I have just booked myself a holiday for Christmas. Inspired by a former lecturer, I will be going to a place I've wanted to go for a long time but just never got around to, or maybe, never had the guts to. I asked two people to go with me. The first said yes and then had a minor meltdown. The second said Christmas is so far away and she would think about it. In the meantime, I just went ahead and booked myself a bed.
Why not?
I hated Christmas last year. I spent most of the day cooking for people who were ultimately ungrateful and I thought, hang on, this is not how I want to spend Christmas in 2015. I want to pick my own party. Even if it's a party of one. Far from the madding crowd's ignoble strife.
I've become really good at being by myself. I prefer doing things along. Why not, after all, why ever not?
Alone, I can read. Alone, I can write. Alone, I can think my own thoughts without the screaming of another soul beside me.

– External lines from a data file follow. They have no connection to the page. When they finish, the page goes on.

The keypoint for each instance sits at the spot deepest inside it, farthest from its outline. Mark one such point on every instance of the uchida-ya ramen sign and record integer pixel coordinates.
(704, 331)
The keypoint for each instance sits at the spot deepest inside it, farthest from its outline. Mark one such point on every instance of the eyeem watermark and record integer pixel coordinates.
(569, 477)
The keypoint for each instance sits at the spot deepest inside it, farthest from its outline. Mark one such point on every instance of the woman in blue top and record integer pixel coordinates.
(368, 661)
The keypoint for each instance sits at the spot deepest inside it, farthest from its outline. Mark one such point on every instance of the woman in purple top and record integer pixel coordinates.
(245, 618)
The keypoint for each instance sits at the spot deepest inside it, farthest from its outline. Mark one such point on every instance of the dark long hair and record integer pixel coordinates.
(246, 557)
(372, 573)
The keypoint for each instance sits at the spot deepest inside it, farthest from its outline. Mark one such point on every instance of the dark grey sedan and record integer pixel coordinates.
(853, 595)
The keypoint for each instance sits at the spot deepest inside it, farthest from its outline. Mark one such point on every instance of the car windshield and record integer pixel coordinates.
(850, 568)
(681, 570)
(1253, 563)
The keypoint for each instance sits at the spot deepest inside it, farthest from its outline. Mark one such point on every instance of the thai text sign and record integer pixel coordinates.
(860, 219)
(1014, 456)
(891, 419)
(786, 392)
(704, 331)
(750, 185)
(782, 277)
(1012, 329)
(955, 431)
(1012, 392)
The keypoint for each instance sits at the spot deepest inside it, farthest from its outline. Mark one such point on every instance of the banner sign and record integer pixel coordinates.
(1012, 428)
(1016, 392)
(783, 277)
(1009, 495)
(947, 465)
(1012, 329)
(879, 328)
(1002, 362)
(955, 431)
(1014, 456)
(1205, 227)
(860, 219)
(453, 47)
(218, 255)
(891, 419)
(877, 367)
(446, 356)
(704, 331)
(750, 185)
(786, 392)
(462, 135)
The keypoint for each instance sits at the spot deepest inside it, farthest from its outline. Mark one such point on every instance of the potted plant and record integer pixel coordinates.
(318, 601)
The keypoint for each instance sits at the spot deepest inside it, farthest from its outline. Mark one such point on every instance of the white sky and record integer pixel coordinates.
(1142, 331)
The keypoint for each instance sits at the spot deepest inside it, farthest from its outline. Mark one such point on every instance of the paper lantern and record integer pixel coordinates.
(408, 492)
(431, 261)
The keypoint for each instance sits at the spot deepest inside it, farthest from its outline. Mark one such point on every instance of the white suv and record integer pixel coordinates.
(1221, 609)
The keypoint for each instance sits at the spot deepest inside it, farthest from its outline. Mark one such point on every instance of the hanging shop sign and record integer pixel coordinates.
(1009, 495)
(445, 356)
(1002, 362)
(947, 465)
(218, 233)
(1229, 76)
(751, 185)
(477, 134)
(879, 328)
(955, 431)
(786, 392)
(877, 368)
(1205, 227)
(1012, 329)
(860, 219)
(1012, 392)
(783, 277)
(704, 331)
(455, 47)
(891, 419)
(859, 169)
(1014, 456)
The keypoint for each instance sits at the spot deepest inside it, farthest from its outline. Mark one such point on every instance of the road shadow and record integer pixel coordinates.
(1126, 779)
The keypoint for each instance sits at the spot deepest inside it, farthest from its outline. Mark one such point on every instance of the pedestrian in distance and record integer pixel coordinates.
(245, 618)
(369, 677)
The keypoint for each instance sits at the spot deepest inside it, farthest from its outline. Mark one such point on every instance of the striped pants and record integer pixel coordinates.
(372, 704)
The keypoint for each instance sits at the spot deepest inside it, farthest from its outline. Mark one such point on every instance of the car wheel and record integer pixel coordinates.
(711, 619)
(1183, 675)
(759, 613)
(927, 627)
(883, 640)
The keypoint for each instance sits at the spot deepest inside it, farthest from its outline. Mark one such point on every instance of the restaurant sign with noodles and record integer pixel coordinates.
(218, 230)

So, alone it is. Alone it is.
My father, I think, sensing my growing distance and not happy with the diet I happen to be on which makes him not cook for himself...has started making his funeral plans. He feels ill now. So ill that today he started talking about death again. He told he that he has a fixed deposit at Maybank and to be sure to make a claim on it should anything happen to him.
So, tomorrow, with the new cleaner's coming in the morning, I will go pack some food for him to have both for lunch and dinner. Maybe if he eats, he will feel better.
The thing is, when I cook enough for it to last the whole week, he wastes the food. He finds fault with it. And then it has to be thrown away. And now he acts neglected. Dying. Sad. Abandoned.
So I will do the best I can.
But I will also be getting on with my life.
And I will people it with those I really want to be around.